I do all of the song writing and he lends an ear for a more...I don't want to say doubtful, but just how to expand on an idea without totally changing it. I think that's why it works with us.
Your album, Parts Dept., spans a lot of different genres, but overall it's really cohesive and fun to listen to. Can you talk about the decision to touch on different genres or where that came from?
When I started writing it, I had no concept that it would even be a record. But, eventually I was like, every song is sort of about the same thing: being in a relationship, trying to figure out how that works, who you are within that, and I thought, I like the idea that every song came from a genre but it all said the same thing, and being able to highlight that no matter what type of music you're playing and the message can still resonate equally.
What is one lyric that people might have missed on the album or not like hear on the first time that you wish everyone would hear?
On “Rainbow Road” the hook is, "You got me where you want me, too much can make you happy / We made the days grow longer, push up the front, be merry" and I think because the song is pretty solemn, you might not get the sort of...not sarcasm, but it's like, "Oh this is too good, push it away." "Oh, this is making me feel too happy, it's too good to be true." I think that we don't give ourselves enough credit when it comes to being happy and how important it is to embrace that when we do find it.
When do your best ideas usually hit you?
When I'm driving. A lot of this new record that we're working on came while I was...after Radiation City had toured in Europe last year, I decided to stay. I rented a car in Amsterdam and drove down to Italy. A friend was with me so that was more like travel fun times. And then when I dropped him off at the airport in Italy, I drove back to Amsterdam, which is a 12 hour drive. I don't have music on my phone, and the radio was hard to understand because it was in different languages, so I just set up my phone Bluetooth to the car and if I had ideas, I would just sing into the car and it would record it. So for 12 hours basically, that's what I did. I got lost in Switzerland, probably because I wasn't paying attention while I was singing.

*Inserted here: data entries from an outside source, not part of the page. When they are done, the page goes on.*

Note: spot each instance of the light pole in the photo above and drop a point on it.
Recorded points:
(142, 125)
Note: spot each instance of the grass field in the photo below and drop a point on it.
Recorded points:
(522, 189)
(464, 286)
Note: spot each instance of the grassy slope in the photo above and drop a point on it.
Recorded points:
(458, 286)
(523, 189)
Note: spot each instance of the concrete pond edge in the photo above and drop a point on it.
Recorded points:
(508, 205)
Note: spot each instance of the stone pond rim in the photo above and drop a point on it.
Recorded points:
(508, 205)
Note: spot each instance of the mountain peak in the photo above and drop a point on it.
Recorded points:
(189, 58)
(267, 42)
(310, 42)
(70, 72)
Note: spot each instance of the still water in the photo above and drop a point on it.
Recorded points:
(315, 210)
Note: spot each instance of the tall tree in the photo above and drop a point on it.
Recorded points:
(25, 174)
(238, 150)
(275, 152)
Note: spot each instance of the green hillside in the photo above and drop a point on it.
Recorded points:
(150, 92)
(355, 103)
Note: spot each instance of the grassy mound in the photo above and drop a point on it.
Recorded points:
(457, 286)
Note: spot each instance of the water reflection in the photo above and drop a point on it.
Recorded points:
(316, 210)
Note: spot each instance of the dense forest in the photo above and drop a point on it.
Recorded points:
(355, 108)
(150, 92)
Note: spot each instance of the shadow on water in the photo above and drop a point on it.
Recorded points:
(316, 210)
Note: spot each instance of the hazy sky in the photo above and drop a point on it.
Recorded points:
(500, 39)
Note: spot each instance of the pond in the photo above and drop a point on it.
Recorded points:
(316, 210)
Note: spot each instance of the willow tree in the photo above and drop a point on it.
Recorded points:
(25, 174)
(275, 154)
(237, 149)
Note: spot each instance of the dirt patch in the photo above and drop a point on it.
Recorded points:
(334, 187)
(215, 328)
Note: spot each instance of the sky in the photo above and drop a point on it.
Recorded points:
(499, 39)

How do you know when a song is complete?
I have to be able to listen to the whole thing and feel moved the entire way. It's almost like a gauge that goes off. If it's riding high the whole time, then it's good. If it's riding high and then all of a sudden it gets to the bridge and it's not pulling me in anymore, then I'll work on the bridge until it gets on the same level as everything else. Or if there's a word that feels out of place, I'll fix that.
For me, it has to feel like whatever the message is, is conveyed through whatever chords I'm playing, through the atmosphere and just through the overall vibe of the song. And, so it could be super stripped down and minimal but still feel finished.